Already on GitHub? Sign in to your account

Real 320x240 output #3

Open
nmur opened this issue Dec 17, 2023 · 2 comments
Open

Real 320x240 output #3

nmur opened this issue Dec 17, 2023 · 2 comments

Comments

@nmur
Copy link

nmur commented Dec 17, 2023

Hi, thank you for your awesome projects!

I have just tried running the PicoinoMini Monoscope, and it looks like it doubles the 320x240 output to give a 640x480 signal. I understand that this is the common minimum requirement for VGA monitors.

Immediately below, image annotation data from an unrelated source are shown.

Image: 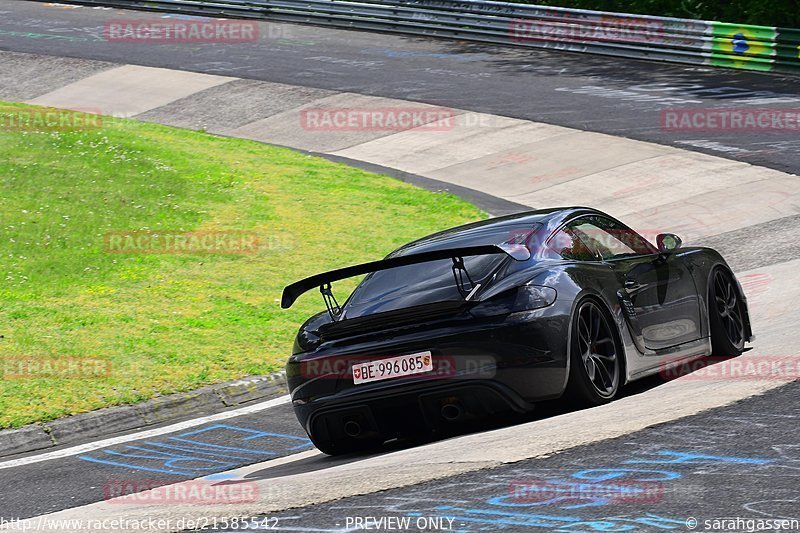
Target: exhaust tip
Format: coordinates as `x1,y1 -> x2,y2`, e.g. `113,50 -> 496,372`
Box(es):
344,420 -> 361,437
441,403 -> 464,422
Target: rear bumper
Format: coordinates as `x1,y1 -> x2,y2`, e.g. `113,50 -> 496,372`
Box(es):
287,305 -> 569,436
304,381 -> 533,444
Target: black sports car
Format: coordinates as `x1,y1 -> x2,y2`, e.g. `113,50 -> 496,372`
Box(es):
281,207 -> 753,454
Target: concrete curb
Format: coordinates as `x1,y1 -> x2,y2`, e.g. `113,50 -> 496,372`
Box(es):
0,372 -> 287,457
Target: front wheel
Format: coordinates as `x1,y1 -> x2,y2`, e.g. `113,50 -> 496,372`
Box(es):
708,268 -> 744,357
566,300 -> 622,407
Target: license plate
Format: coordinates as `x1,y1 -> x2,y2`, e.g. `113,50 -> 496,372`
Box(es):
353,352 -> 433,385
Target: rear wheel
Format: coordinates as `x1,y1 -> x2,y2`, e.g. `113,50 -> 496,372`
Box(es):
708,268 -> 744,357
566,300 -> 622,407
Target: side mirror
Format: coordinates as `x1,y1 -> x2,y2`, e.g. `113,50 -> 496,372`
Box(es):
656,233 -> 683,254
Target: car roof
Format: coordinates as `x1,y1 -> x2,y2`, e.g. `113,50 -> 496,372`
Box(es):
389,207 -> 599,257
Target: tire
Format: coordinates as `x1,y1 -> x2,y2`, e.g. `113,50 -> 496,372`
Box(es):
565,299 -> 623,407
708,268 -> 745,357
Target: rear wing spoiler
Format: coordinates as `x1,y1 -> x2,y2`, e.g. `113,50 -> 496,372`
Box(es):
281,244 -> 531,310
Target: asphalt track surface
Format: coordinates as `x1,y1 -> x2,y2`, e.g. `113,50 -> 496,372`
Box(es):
0,0 -> 800,531
231,383 -> 800,533
0,0 -> 800,174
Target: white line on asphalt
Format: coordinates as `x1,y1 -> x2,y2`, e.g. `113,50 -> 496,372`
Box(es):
0,394 -> 291,469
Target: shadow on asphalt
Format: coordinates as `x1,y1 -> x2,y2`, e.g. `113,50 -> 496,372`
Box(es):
242,357 -> 744,483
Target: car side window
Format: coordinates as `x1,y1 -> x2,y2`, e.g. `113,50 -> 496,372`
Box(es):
547,224 -> 600,261
549,216 -> 654,261
590,217 -> 656,259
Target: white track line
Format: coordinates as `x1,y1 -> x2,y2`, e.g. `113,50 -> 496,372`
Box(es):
0,394 -> 291,469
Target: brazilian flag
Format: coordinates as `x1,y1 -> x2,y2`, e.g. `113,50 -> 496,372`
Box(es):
711,22 -> 777,71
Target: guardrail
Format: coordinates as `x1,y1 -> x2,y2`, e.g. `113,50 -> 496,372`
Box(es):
40,0 -> 800,74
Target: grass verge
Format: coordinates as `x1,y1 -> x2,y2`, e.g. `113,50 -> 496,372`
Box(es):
0,102 -> 484,428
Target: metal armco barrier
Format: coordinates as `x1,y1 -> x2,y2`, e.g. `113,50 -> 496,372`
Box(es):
40,0 -> 800,74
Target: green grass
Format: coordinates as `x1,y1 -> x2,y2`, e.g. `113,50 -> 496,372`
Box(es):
0,102 -> 484,428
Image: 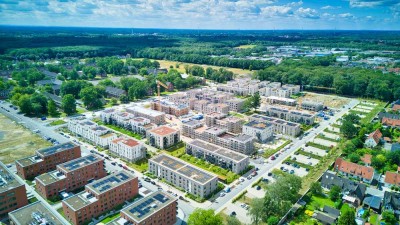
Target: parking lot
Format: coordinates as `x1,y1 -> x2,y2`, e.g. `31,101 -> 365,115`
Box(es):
303,146 -> 328,157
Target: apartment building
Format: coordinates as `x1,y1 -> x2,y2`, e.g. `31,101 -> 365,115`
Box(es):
146,126 -> 181,149
263,106 -> 315,125
300,100 -> 324,112
15,142 -> 81,180
109,136 -> 146,162
334,158 -> 375,184
68,118 -> 117,148
107,191 -> 178,225
62,171 -> 138,225
8,201 -> 65,225
265,96 -> 297,106
149,154 -> 218,198
151,100 -> 189,117
35,154 -> 107,198
250,114 -> 301,137
126,106 -> 165,125
225,98 -> 246,112
242,120 -> 274,142
186,140 -> 249,174
0,162 -> 28,218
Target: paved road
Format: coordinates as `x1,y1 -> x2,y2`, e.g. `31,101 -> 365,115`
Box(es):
209,100 -> 359,212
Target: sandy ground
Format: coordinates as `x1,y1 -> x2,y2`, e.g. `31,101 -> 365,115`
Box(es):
297,92 -> 350,108
0,114 -> 51,163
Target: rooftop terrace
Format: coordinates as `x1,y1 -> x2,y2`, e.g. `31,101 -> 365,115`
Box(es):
9,201 -> 63,225
121,191 -> 176,223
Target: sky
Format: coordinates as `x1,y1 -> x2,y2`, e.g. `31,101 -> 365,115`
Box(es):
0,0 -> 400,30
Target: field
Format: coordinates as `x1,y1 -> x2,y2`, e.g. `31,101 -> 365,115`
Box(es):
134,60 -> 253,74
297,92 -> 350,108
0,114 -> 50,163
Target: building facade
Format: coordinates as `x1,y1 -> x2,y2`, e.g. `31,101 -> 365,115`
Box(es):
15,142 -> 81,180
149,154 -> 218,198
35,154 -> 107,198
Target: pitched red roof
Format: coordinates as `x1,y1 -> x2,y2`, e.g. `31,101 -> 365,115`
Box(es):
335,158 -> 374,180
361,154 -> 372,164
382,117 -> 400,127
368,129 -> 382,144
385,171 -> 400,185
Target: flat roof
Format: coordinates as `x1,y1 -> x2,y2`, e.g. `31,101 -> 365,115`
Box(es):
243,120 -> 272,130
8,201 -> 64,225
149,126 -> 177,136
86,171 -> 135,194
121,191 -> 176,223
150,154 -> 217,184
127,106 -> 165,117
0,162 -> 24,193
188,140 -> 248,162
57,154 -> 103,172
36,142 -> 77,157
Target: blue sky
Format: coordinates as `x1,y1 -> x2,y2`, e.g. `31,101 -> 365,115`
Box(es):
0,0 -> 400,30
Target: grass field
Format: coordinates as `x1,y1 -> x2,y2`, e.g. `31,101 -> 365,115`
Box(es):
0,114 -> 51,164
134,58 -> 253,74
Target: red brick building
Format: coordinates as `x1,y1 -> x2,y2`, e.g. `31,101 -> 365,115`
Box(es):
0,162 -> 28,218
15,142 -> 81,180
62,171 -> 139,225
35,155 -> 107,198
110,191 -> 178,225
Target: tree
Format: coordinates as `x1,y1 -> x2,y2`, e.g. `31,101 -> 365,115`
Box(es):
188,209 -> 223,225
338,210 -> 357,225
226,216 -> 242,225
47,100 -> 58,117
310,182 -> 322,195
382,211 -> 397,225
61,94 -> 76,115
247,198 -> 264,225
329,185 -> 342,202
267,216 -> 279,225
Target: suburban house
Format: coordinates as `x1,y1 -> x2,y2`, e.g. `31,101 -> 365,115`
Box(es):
384,171 -> 400,187
334,158 -> 375,184
321,170 -> 367,205
382,191 -> 400,219
364,129 -> 382,148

I am interested in displaying video on an old SD CRT TV, which can only display 15kHz signals. Is it possible to configure the library to output real 320x240? Or would that require modification?

Thank you!

@Panda381
Copy link
Owner

My earlier project was a PicoVGA display driver that also supported TV interlaced output https://www.breatharian.eu/hw/picovga/index_en.html . It is, however, difficult to use and does not yet work fully with the PicoLibSDK library. Implementing TV interlaced mode is quite difficult, but it should be quite easy to adjust the minivga library timings for TV output without TV interlacing support. In the _display\minivga_config.h file, find #elif WIDTH == 320 and there adjust MINIVGA_VMUL to 1, and recalculate the timings for TV video mode. I don't know exactly, but if MINIVGA_CLKDIV is changed to 4 (this will halve the horizontal timing), then just changing the vertical setting of MINIVGA_V* to half might be enough, and that could very approximately match the NTSC signal. For more accurate timing, everything would have to be calculated more accurately.

@nmur
Copy link
Author

nmur commented Dec 19, 2023

Thank you for your reply!

It looks like this yields a signal that is in range of a SD TV, which is great.
image

As you predicted, the timings are slightly off. For NTSC SD video it would be expected to have a horizontal frequency of ~15.7kHz, and a vertical frequency of 60Hz.
image

I can continue to tinker with it from here and try to calculate more accurate timings.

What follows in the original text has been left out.